Chip Rosenbloom and Lucia Rodriguez, who inherited the club from their late mother, Georgia Frontiere, in 2008, hired Goldman Sachs in June. Goldman initially priced the team at $900 million, but the price quickly dropped to about $850 million, financial sources said.
In October, when controversy emerged around talk-show host Rush Limbaugh being part of a group looking at buying the team, Rams President John Shaw told owners at a meeting in Boston that a decision on the club’s future ownership would be made by the end of the year. That comment was widely interpreted as meaning by Dec. 31, 2009, but a source said Shaw meant by the end of the football year, which is defined as the end of February. That means a deal could still occur in the next six weeks, though because it is a self-imposed deadline, it’s also possible the owners could opt for a deal that comes in after the targeted date.
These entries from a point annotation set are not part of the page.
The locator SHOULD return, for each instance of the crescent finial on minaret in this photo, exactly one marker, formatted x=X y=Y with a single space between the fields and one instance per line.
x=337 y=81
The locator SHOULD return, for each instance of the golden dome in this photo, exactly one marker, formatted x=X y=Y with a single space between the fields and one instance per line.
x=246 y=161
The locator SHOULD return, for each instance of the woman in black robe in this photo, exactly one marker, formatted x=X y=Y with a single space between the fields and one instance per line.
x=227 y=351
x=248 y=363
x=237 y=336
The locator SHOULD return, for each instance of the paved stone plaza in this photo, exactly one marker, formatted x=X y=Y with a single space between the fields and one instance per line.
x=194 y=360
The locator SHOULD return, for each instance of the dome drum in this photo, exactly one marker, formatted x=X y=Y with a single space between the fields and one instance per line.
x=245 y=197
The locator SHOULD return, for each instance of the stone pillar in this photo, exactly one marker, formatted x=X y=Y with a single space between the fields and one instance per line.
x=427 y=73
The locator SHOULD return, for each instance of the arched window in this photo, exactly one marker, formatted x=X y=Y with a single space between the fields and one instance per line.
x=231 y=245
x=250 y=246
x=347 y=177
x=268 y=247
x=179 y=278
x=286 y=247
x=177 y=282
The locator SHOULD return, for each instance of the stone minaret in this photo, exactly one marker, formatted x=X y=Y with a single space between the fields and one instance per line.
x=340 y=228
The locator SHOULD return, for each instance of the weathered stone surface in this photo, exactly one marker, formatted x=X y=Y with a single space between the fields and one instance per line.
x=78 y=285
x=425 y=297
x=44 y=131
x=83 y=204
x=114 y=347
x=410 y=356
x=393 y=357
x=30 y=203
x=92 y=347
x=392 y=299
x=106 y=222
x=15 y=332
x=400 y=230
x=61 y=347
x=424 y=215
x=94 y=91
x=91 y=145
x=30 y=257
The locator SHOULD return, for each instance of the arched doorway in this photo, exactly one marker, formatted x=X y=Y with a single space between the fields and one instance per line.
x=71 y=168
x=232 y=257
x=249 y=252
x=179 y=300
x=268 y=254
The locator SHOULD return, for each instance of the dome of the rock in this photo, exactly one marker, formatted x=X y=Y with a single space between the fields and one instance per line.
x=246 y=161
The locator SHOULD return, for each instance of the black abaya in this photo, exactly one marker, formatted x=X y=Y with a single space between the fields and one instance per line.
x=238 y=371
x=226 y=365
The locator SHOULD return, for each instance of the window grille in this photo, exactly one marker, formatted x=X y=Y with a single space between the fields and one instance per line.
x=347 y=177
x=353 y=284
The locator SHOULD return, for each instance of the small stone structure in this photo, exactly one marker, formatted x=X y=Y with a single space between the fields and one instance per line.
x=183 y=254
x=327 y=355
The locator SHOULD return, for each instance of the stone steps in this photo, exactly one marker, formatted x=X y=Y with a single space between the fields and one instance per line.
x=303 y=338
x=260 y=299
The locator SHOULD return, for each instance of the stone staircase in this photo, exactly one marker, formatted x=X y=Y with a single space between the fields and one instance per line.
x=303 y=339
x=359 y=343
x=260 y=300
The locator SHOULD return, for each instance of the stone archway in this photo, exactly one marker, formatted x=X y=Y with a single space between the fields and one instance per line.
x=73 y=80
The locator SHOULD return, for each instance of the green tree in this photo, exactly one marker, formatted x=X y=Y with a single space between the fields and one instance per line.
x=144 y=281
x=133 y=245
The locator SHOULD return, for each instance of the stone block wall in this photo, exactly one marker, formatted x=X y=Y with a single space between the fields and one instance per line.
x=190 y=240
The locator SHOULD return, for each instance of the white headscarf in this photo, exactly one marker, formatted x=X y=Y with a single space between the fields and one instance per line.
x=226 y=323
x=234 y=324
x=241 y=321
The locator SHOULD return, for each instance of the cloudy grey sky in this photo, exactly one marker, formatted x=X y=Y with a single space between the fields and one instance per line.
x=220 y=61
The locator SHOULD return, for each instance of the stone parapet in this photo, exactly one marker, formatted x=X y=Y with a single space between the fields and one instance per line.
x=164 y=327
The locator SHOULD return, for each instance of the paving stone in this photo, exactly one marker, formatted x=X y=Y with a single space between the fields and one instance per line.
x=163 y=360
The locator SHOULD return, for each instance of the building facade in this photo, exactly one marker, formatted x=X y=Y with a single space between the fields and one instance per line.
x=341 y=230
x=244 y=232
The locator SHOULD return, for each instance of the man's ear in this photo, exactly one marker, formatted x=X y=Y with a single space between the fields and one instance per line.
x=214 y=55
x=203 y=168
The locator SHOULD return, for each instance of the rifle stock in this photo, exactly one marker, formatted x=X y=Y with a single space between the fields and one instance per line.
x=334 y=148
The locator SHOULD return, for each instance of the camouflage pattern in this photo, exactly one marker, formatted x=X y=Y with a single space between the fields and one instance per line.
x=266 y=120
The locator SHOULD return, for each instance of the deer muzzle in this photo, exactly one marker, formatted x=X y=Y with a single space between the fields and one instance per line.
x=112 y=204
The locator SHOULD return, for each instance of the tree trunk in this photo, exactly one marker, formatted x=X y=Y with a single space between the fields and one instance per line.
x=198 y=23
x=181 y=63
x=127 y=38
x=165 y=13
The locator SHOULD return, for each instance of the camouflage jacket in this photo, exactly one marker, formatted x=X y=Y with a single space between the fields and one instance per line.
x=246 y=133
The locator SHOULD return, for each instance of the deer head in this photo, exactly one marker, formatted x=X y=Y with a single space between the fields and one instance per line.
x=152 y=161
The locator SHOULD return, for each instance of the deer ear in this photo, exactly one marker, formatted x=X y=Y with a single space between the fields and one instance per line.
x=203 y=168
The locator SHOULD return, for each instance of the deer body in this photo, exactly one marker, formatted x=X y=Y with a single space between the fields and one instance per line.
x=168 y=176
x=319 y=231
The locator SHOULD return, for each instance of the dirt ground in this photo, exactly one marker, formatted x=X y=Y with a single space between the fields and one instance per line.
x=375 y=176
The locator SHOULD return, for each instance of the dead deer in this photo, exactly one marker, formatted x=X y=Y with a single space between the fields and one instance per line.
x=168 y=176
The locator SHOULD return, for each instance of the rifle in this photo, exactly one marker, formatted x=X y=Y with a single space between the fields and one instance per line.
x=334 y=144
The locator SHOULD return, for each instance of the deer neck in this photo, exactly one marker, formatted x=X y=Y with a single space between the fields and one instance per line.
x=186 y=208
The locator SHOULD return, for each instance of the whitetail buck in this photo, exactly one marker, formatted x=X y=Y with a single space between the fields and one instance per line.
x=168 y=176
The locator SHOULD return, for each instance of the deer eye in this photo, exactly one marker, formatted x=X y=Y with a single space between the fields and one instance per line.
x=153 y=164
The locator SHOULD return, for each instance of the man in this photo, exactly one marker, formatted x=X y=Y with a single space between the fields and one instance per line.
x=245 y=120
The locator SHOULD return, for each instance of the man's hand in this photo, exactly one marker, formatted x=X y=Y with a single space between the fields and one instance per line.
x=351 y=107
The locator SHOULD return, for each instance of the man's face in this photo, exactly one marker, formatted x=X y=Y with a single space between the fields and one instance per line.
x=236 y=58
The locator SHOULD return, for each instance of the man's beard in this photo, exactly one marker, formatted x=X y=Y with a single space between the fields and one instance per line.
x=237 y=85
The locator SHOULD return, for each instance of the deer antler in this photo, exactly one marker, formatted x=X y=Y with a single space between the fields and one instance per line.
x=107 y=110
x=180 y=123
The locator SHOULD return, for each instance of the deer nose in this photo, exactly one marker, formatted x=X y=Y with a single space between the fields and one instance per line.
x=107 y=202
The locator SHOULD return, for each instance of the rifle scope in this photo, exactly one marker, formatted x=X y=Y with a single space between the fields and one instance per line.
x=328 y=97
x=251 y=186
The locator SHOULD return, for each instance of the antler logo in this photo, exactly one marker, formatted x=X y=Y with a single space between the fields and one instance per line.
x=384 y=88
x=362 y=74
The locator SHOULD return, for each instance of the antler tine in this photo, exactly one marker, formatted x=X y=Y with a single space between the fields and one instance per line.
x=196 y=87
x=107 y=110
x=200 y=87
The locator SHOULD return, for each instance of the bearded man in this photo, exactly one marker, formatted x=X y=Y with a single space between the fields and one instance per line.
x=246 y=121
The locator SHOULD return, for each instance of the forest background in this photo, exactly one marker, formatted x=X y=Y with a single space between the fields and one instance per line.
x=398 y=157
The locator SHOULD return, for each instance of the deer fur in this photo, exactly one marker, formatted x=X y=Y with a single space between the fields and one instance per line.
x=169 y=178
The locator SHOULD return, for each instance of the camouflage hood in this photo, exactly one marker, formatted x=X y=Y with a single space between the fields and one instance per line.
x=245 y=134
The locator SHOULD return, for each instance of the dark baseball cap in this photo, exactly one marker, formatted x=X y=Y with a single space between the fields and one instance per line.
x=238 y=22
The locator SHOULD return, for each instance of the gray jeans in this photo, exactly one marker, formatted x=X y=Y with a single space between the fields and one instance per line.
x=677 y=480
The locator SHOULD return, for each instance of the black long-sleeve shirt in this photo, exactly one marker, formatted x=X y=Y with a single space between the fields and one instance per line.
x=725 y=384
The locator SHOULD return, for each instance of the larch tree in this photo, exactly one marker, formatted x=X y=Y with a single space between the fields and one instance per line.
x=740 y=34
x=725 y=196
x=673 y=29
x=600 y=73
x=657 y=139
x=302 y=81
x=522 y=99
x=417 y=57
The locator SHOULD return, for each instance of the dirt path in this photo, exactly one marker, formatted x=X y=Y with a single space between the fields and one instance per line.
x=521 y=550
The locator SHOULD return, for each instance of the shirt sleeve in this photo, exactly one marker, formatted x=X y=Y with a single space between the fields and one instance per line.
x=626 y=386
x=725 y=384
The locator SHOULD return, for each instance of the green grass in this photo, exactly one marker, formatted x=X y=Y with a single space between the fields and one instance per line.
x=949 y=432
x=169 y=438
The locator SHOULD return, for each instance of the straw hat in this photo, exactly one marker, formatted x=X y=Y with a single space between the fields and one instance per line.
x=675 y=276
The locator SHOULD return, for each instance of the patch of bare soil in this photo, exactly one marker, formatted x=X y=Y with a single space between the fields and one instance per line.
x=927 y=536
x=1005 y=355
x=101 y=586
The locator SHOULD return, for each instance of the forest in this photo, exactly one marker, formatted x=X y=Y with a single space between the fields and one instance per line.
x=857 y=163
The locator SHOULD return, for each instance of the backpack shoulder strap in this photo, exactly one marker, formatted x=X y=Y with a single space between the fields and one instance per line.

Several factors are contributing to the falling price. Beyond the economy and the team’s poor play (3-29 over the past two seasons), Stan Kroenke’s 40 percent ownership of the club and his right of first refusal for majority control is an issue.
Kroenke, as owner of the Denver Nuggets and Colorado Avalanche, is prohibited by NFL cross-ownership rules from owning a club outside of the marketplace of those two teams. So while a buyer likely does not have to worry about Kroenke swooping in and buying the Rams, that buyer does need to know if he is selling his shares. If he’s not, the sources said, any buyer will want to know what kind of voice he would want to have with the club under its new lead ownership.
Some finance sources say buyers worry about inheriting Kroenke with the club and then being faced with selling the team with the same problem for another buyer.
Kroenke could not be reached for comment.
Rodriguez and Rosenbloom are believed to be facing a sizable estate-tax bill in the next few years, but it’s unclear if they have to sell the team to meet that obligation.
The Rams declined to comment. Goldman Sachs did not respond for comment.
The most recent NFL team to sell was the Pittsburgh Steelers, last year, valued at $800 million. Pre-recession, the Miami Dolphins and the team’s stadium sold for $1.1 billion.